Царедворцы, удивлённые, переглянулись между собой; открывшиеся рты долго оставались не закрытыми.
«Да, господа, — продолжал Пётр, — я пью за здоровье опального, ссыльного, но всё-таки великого Голицына... Знаете ли, что я нашёл в его бумагах, привезённых мною из Петербурга? Ни больше ни меньше как проект, — подробный, им самим написанный, проект освобождения крепостных... Когда подумаешь, что этот гигантский проект двадцать пять лет пролежал под спудом!.. Дай нам Бог пять лет, только пять лет мира, и я осуществлю этот проект; один не слажу, — так призову князя Василия на помощь... Скажи мне, князь Михайло, очень постарел твой дед?»
«Ему семьдесят девять лет, государь, — отвечал я, — но голова его так же свежа, как когда ваше величество видели его в последний раз».
«Да, как только кончится эта война, я выпишу князя Василия Васильевича к себе и не выпущу его до тех пор, пока мы не окончим этого дела. Вдвоём одолеем его, и тогда Россия будет первая держава в мире; тогда Россия будет истинно велика!..»
— Тогда, — сказал князь Василий Васильевич, прерывая рассказ внука, — тогда и я назову Петра истинно великим. Тогда я умру спокойно, уверенный в счастии и могуществе будущей России, уверенный, что все грядущие поколения из рода в род, из века в век будут благословлять своего освободителя.
— Ну, а рты куртизанские так и не закрылись? — спросил князь Михаил Васильевич.
— Не знаю, дядюшка, мне было не до них: я не спускал глаз с царя, в эту минуту он был так хорош; в глазах, в голосе, в выражении всего лица было такое одушевление, что описать нельзя.
— Это будет не воля, а вольница, — с видом глубокомыслия, но вполголоса заметил Сумароков так, чтобы быть услышанным только женой своей и княгиней Марией Исаевной.
— А насчёт дворовых, ваше сиятельство, — спросила Анна Павловна у князя Михаила Алексеевича, — их тоже, что ли, пущать будут?
— Нет, куда их! — отвечал за племянника князь Михаил Васильевич в пароксизме всё более и более увеличивающей весёлости. — Дворовых пущать не будут: как же тебе остаться без Матрёшки? Напиши царю, чтоб он её не пущал.
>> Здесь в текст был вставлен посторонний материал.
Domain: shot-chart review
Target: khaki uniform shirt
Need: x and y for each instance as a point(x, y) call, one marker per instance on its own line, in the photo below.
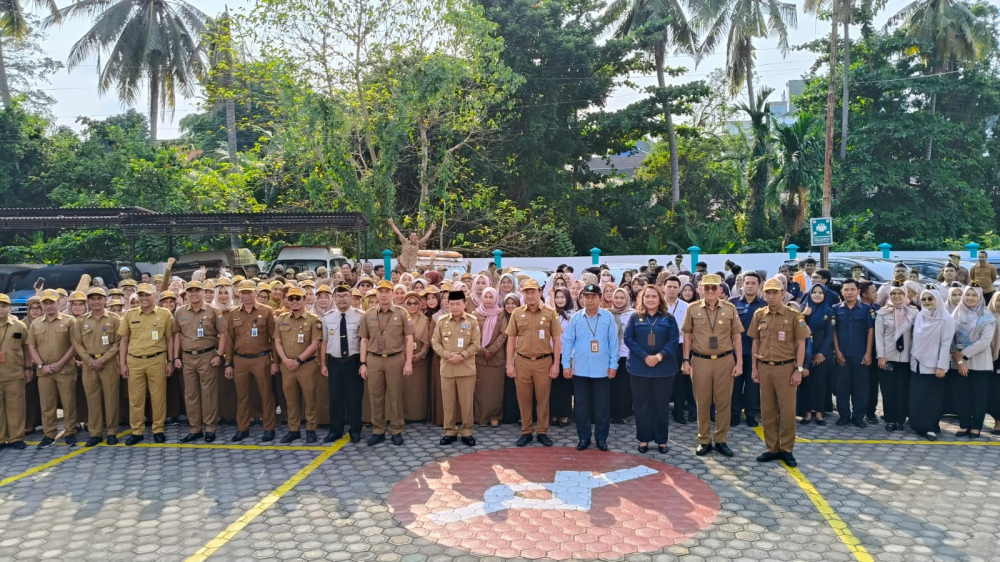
point(90, 335)
point(703, 324)
point(52, 339)
point(187, 322)
point(778, 333)
point(297, 334)
point(147, 333)
point(241, 325)
point(462, 336)
point(386, 331)
point(13, 338)
point(534, 331)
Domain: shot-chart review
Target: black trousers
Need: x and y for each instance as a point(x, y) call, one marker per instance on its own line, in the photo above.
point(971, 394)
point(346, 392)
point(746, 393)
point(926, 402)
point(592, 393)
point(895, 391)
point(651, 396)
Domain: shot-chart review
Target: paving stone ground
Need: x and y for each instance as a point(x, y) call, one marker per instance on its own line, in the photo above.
point(909, 502)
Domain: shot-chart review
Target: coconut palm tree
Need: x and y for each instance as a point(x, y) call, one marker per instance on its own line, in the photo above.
point(14, 25)
point(629, 16)
point(151, 43)
point(739, 22)
point(955, 36)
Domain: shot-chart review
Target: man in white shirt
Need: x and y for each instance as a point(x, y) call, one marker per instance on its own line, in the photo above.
point(342, 341)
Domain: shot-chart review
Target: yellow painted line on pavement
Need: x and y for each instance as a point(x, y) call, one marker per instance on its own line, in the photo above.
point(838, 525)
point(51, 463)
point(261, 506)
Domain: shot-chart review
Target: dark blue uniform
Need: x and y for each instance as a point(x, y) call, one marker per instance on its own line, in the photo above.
point(852, 328)
point(746, 393)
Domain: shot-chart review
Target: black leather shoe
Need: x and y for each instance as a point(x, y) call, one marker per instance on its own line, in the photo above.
point(789, 459)
point(724, 449)
point(768, 457)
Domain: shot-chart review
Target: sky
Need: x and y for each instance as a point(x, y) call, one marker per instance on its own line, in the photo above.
point(76, 91)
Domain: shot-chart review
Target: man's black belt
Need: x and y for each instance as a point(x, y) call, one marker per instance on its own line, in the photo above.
point(775, 363)
point(535, 358)
point(253, 355)
point(716, 356)
point(348, 359)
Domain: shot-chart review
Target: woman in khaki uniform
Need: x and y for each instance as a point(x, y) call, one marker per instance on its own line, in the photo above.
point(415, 386)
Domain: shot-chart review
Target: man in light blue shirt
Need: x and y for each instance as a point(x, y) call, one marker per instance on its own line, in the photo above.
point(590, 352)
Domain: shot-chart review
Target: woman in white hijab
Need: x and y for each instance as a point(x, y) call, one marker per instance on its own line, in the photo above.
point(971, 360)
point(893, 342)
point(933, 331)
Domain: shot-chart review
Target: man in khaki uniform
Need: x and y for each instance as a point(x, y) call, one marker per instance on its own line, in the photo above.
point(534, 346)
point(386, 357)
point(457, 340)
point(713, 356)
point(13, 376)
point(96, 339)
point(146, 360)
point(51, 346)
point(200, 341)
point(779, 350)
point(298, 334)
point(251, 361)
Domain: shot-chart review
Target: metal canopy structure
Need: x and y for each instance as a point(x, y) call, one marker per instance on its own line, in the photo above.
point(136, 221)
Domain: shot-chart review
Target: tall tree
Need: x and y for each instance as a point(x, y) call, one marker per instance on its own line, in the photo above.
point(739, 22)
point(668, 27)
point(151, 43)
point(14, 25)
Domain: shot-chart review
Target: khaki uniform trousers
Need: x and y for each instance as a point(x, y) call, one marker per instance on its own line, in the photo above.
point(712, 380)
point(385, 389)
point(12, 410)
point(53, 389)
point(250, 374)
point(457, 395)
point(201, 400)
point(532, 383)
point(146, 374)
point(299, 388)
point(777, 406)
point(103, 395)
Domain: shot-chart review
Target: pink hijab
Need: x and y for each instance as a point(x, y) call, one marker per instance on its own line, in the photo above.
point(490, 314)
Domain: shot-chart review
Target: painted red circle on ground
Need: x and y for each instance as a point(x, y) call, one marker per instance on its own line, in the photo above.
point(554, 502)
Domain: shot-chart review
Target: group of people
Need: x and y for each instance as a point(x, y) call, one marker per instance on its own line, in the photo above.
point(343, 347)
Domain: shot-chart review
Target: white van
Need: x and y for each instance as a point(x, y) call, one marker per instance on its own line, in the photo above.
point(308, 258)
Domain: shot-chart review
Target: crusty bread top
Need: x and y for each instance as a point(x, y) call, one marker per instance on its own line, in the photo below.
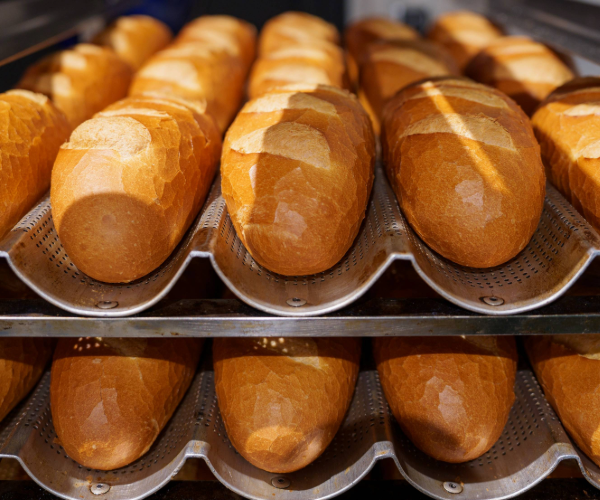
point(135, 38)
point(295, 27)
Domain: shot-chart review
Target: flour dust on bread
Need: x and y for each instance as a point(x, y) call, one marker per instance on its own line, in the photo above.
point(296, 174)
point(129, 183)
point(466, 168)
point(450, 395)
point(111, 397)
point(282, 400)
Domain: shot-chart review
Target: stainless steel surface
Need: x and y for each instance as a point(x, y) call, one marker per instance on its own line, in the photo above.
point(562, 247)
point(531, 446)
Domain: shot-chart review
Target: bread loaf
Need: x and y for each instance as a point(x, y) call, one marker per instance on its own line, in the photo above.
point(466, 168)
point(135, 38)
point(295, 28)
point(320, 63)
point(32, 130)
point(523, 69)
point(80, 81)
point(22, 362)
point(196, 70)
point(567, 125)
point(386, 67)
point(567, 369)
point(297, 170)
point(234, 36)
point(450, 395)
point(359, 35)
point(129, 183)
point(111, 397)
point(283, 400)
point(464, 34)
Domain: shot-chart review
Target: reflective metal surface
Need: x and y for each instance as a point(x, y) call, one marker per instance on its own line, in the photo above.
point(531, 446)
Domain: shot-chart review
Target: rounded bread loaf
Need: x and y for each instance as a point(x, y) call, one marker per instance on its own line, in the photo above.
point(296, 174)
point(319, 63)
point(295, 28)
point(466, 169)
point(233, 35)
point(450, 395)
point(129, 183)
point(80, 81)
point(567, 126)
point(360, 34)
point(196, 70)
point(567, 367)
point(525, 70)
point(31, 132)
point(111, 397)
point(135, 38)
point(463, 34)
point(282, 400)
point(22, 362)
point(388, 66)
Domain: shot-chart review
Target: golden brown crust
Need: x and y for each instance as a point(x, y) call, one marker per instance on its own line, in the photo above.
point(463, 34)
point(80, 81)
point(129, 183)
point(297, 170)
point(388, 66)
point(135, 38)
point(110, 397)
point(571, 383)
point(567, 126)
point(466, 169)
point(22, 362)
point(295, 28)
point(525, 70)
point(359, 35)
point(283, 400)
point(451, 395)
point(231, 34)
point(32, 131)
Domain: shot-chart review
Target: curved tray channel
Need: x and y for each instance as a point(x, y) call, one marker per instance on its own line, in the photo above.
point(531, 446)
— Вестимо, ваше сиятельство, без кухарки никак нельзя. Денщик-то у нас какой: иногда и сбитня сварить не может.
— В этом смысле и подай прошение царю. Ваше, мол, величество, оставьте мне Матрёшку; денщик, мол, и писарь у нас горькие пьяницы и некому сбитня сварить... Царь и оставит тебе Матрёшку: ведь нельзя ж, право, без сбитня...
— Не знаю, чего тут шутить, князь Михаил Васильевич, — сказала княгиня Мария Исаевна зятю, — ты рад, что хандра твоя прошла, и мы всё этому очень рады, но это не резон, чтобы поднимать всех на смех... Я, разумеется, человек отсталый, необразованный, могу ошибаться, но в этой воле я тоже прока большого не вижу, — не во гнев батюшке будет сказано: только грех да соблазн: сами апостолы велели рабам слушаться господ своих, значит, на то воля Божья, чтоб были господа и рабы: всяка душа властем предержащим да повинуется; несть бо власть, аще не от Бога.
— Я совершенно согласен с тобой, сестрица, и Анна Павловна тоже согласна; вот мы с ней и подадим царю прошение насчёт сбитня, а если царь, паче чаяния, откажет нам, то — нечего делать — мы отпустим Матрёшку и останемся без сбитня, потому что царь есть власть, а «всяка душа властей предержащим да повинуется», и потому ещё, что «противляяйся власти, Божию повелению проявляется», а мы, — не правда ли, Павловна, из-за сбитня не намерены сопротивляться Божиему повелению.
— Полно переливать из пустого в порожнее, князь Михайло, — сказал князь Василий Васильевич сыну, — закоснелых плантаторов не разубедишь; много встретит царь препятствий в своём предприятии; много будет приискиваться и искажаться текстов, чтоб поддержать рабство в России... Послушаем лучше, что нам ещё расскажет Миша: скажи, Миша, — я этого не понимаю, — каким образом князь Репнин, всегда нас всех ненавидевший, вдруг сделался твоим покровителем.
— Он давно помирился с князем Михаилом Михайловичем. Это целая история[44]; я вам её когда-нибудь расскажу, если прикажете; мне рассказал её Барятинский, который и привёз меня к Репнину, ручаясь, что я буду им принят как нельзя лучше. Они очень дружны, несмотря на большую разницу лет.